The soundtracks above and below the water line diverged, so you could hear two completely different sounds if you had your head half in/out of the water. Twenty minutes into the session, I felt this sense of tranquility seep in, as I acclimatised to the surroundings and how to interact with others in the pool. I became less concerned with trying to focus on the sounds, and instead just serenely floated or gently pushed myself down, absorbing the audio and the surroundings of my fellow fish-humans. I stopped conversing with my friend about the novelty of it, and my only focus from then on was staying under the water. I found a rhythym with this, so I could come up for air less often, and stay below with less vigorous swimming.
I can’t do it full justice with trying to document it with words. Like any typical modern human, my brain gets yanked in a hundred different tangets at once as a result of the piece of 4G metal surgically attached to my person. I do switch off when running, but it is still there. Being without its distracting presence, in this water cocoon of music and light, with other people around me in a similar blissful state, was very calming, and I felt like I had dropped my pace of thinking and actions a considerable degree.

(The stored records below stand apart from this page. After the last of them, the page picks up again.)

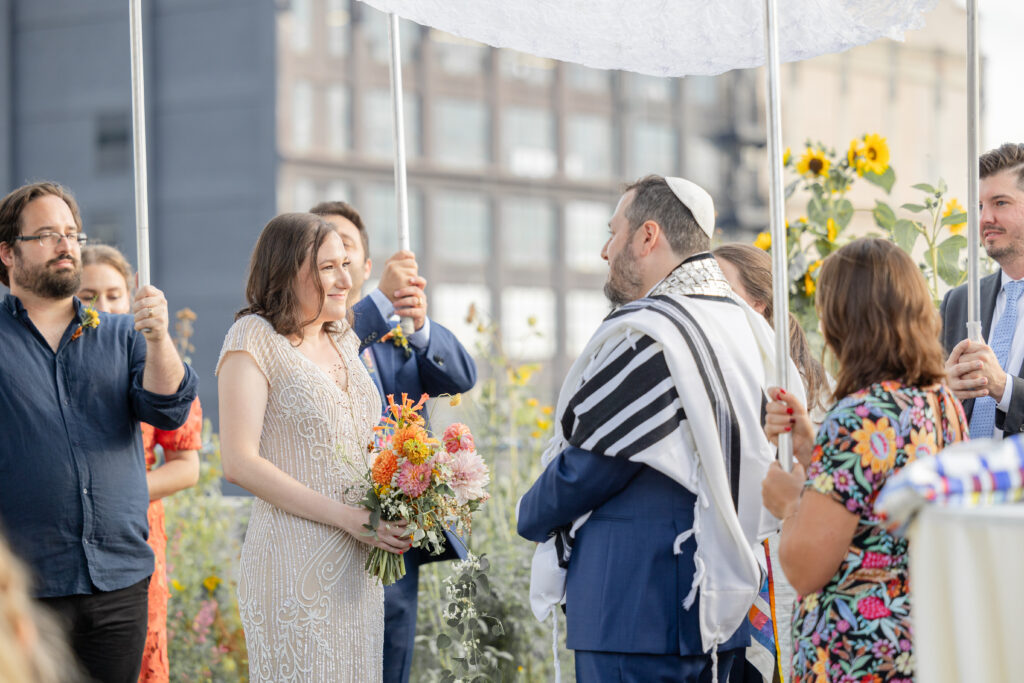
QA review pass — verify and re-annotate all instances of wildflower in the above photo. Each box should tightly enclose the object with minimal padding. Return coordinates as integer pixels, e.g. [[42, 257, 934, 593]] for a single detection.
[[797, 147, 827, 177], [942, 198, 967, 234], [452, 451, 490, 505], [441, 422, 475, 453], [397, 461, 431, 498], [203, 574, 221, 595], [862, 133, 889, 175], [373, 451, 398, 488]]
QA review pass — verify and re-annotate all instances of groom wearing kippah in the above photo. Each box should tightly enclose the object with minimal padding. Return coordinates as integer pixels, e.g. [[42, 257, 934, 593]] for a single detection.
[[518, 175, 802, 683]]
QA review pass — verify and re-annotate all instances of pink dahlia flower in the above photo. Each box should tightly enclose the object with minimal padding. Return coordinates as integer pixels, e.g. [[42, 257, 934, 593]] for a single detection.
[[441, 422, 476, 453], [397, 460, 431, 498], [449, 450, 490, 505]]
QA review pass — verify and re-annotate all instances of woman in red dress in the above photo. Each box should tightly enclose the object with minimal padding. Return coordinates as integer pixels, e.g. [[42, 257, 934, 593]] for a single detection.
[[78, 246, 203, 683]]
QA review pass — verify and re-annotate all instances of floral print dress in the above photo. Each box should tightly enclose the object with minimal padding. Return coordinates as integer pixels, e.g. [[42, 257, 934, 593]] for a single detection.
[[793, 382, 967, 683]]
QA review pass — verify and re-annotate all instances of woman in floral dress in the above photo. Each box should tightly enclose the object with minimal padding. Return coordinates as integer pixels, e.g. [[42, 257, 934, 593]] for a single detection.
[[763, 240, 967, 683]]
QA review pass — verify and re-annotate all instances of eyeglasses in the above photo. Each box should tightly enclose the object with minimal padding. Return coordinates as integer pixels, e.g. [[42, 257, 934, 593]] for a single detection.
[[14, 232, 88, 249]]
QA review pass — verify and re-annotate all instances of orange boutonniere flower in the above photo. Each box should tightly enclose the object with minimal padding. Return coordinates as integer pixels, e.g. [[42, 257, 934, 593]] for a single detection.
[[71, 304, 99, 341]]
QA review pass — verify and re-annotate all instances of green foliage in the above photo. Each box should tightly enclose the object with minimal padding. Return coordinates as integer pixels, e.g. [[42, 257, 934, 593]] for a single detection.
[[164, 422, 252, 683]]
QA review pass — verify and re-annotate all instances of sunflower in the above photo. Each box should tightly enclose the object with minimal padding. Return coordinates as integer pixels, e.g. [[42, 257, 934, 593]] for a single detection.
[[851, 418, 896, 473], [861, 133, 889, 175], [942, 197, 967, 234], [797, 147, 827, 177]]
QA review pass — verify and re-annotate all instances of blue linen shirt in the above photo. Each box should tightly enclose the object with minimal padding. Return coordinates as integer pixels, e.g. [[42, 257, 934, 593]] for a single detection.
[[0, 294, 198, 598]]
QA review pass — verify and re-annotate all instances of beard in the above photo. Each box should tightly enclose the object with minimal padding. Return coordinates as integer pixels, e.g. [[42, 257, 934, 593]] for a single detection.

And then it was over. Dragged back into harsh reality by the raising of the house lights (definitely not a brand new experience, many the rave’s bitter end) we were asked to clear out. I was half consumed with sadness at having to finish. And when cycling home, I realised that I was completely exhausted from all of the breath holding. But no matter, the experience had been scorched into my neurons. With the converted zeal of a Deadhead I am already planning how to get to Chelmsford in March with no trains running between Newbury Park and Ingatestone. As you may have gathered from the title of this blog, I am reasonably assured of the potential liberatory powers of communal swimming, and Wet Sounds is part of that continuum.